The same ritual also distinguishes and imposes order on the perverse unity of opposites represented earlier in the trilogy by the unending cycle of violent reciprocity. This unity has a parallel in the non-differentiation inherent in monetary transactions and in the accumulation of monetary wealth. It is embodied by the Erinyes, who stand for both chronological homogeneity (their power to exact punishment is equally valid at all times) and spatial homogeneity (they can exact punishment anywhere). In moments of crisis in tragedy, spatial and temporal homogeneity are emphasized: the remote space brings crisis into the immediate space (royal house), and structurally similar actions (e.g. violent revenge) are cyclically repeated. Ritual brings resolution by differentiating the opposites: space is reclaimed by the community, and cyclical, repetitive suffering gives way to permanent well-being.

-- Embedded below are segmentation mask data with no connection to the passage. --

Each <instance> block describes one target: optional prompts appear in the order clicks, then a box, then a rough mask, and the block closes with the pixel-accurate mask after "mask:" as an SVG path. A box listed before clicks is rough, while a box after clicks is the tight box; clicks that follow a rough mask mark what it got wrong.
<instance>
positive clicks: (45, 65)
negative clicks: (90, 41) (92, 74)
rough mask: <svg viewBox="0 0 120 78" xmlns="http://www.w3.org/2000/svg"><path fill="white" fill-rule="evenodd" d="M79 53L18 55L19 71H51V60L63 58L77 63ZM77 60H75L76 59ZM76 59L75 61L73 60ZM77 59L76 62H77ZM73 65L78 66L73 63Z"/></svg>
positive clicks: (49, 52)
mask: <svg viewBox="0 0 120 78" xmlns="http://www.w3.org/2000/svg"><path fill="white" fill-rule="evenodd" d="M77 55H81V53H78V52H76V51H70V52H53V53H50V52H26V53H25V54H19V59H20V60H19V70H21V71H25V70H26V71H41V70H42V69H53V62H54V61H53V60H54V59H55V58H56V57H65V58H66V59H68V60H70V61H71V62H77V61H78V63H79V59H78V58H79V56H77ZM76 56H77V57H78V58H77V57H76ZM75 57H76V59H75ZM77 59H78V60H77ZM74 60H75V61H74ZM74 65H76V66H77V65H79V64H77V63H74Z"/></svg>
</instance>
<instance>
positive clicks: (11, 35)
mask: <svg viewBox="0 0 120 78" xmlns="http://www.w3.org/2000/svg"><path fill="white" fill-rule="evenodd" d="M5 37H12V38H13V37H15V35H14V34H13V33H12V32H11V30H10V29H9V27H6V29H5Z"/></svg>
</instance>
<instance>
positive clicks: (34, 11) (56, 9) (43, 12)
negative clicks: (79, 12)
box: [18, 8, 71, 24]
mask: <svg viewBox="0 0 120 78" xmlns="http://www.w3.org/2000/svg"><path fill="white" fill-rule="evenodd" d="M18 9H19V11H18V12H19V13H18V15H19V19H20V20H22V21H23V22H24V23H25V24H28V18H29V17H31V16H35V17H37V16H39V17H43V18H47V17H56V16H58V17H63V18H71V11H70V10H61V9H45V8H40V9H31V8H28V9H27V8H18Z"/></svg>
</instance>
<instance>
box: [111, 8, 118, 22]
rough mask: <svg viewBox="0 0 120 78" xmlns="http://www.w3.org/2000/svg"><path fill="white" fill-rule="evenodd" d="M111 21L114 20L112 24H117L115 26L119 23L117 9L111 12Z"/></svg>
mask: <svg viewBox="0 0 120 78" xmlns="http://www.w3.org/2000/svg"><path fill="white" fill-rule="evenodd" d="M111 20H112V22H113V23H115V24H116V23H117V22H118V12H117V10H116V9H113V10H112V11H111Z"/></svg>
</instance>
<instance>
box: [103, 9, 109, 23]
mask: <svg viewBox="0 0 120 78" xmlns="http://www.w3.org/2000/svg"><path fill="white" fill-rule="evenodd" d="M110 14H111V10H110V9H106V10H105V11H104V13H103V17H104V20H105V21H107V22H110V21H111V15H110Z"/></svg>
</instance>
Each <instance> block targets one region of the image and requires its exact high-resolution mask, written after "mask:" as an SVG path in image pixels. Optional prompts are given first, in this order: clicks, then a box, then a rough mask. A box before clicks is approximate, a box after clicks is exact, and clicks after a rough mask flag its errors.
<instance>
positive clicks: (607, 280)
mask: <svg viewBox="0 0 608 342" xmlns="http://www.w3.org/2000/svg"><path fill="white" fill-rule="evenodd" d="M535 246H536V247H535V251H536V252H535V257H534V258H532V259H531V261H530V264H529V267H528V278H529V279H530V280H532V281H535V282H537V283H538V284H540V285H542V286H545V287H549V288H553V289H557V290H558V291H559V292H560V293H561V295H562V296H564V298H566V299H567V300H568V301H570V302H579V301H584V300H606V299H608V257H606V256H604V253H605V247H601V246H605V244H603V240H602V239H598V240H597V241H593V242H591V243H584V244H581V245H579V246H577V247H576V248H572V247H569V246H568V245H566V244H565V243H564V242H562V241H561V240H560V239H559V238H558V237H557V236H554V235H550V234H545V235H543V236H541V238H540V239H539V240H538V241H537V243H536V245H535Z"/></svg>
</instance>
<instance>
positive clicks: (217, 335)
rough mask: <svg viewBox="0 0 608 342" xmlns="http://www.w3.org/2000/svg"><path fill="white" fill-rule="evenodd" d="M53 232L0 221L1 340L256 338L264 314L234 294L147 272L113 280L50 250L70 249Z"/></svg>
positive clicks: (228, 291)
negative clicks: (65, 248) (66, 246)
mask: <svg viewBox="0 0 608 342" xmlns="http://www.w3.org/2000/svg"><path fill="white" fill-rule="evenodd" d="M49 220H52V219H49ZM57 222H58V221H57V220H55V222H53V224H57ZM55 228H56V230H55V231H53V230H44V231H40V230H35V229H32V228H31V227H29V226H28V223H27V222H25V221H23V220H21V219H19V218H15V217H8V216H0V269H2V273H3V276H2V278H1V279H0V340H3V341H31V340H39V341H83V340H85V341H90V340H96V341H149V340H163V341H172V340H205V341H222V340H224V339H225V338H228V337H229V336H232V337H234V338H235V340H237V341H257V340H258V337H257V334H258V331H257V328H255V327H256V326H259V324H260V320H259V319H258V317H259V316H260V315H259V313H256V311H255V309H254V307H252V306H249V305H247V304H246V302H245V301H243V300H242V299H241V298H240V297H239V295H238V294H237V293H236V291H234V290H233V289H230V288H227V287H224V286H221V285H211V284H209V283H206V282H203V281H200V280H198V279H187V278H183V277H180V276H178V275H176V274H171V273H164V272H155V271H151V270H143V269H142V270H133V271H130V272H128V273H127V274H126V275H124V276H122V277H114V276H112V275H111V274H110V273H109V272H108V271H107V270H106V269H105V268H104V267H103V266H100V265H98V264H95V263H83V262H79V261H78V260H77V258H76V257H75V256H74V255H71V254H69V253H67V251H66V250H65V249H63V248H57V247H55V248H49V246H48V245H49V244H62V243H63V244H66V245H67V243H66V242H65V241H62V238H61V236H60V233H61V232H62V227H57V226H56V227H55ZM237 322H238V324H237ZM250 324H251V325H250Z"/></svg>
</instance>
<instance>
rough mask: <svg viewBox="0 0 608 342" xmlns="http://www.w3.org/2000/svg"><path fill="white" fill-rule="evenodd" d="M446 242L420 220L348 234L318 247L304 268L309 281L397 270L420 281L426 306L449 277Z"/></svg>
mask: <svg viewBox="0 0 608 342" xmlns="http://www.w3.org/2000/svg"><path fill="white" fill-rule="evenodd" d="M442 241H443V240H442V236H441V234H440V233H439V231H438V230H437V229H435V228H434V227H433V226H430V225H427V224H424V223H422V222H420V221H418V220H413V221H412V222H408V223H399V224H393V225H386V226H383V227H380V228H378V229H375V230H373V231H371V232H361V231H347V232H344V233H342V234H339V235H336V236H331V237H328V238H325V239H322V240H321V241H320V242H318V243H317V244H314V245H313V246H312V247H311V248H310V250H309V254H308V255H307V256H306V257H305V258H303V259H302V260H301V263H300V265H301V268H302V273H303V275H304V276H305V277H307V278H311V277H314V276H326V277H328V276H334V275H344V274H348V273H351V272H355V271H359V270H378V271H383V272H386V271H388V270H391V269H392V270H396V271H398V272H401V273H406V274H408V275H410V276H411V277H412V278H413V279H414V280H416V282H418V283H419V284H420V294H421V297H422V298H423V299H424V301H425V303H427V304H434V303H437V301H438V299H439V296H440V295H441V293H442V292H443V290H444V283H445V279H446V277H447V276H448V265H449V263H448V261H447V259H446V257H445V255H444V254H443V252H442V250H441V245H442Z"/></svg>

The book also offers a wealth of insights into a variety of topics related to the interplay between the limitedness of ritual and the unlimitedness of monetized wealth. I single out the discussion of “form-parallelism”-the juxtaposition of words or phrases that are parallel and often antithetical-as a vehicle for conveying ideas both of antithesis and of a deeper unity. For instance, in Septem 911-14 form-parallelism in lamentation for the fratricidal brothers assimilates their unnatural opposition to their unnatural unity in both origin (incest) and death. In Aeschylus, this rhetorical device signifies the deferral or subversion of completion by emphasizing that the opposites are bound together in a relationship of endless tension- a conception (also Heraclitean) associated with the homogenizing power of money, which assimilates different commodities by remaining in itself always the same.

This is an important work that redefines our conception of central categories of early Greek thought: space, time, ritual, and money. It will be of interest to scholars and advanced students working in the areas of classical Greek literature, Greek history, philosophy, and theatre.[[1]]

[[1]]Though generally well produced, the volume has a high number of typos. Most are relatively unobtrusive (e.g., “facilated,” p. 119; Κύκλο<ϋ and στεφάνο for Κύκλō and στεφάνō, p. 227). In a few cases, however, they may hinder comprehension (e.g., “seeing gain,” p. 198; “penalties imposed the polis,” p. 251; “benefaction combined with hostility,” p. 268). On p. 211 delete n. 22 (it reappears, correctly, as n. 23). The coinage “endophony” (= intrafamilial murder, from endon and phonos) can be misleading, esp. since “antiphony” is also used in the book.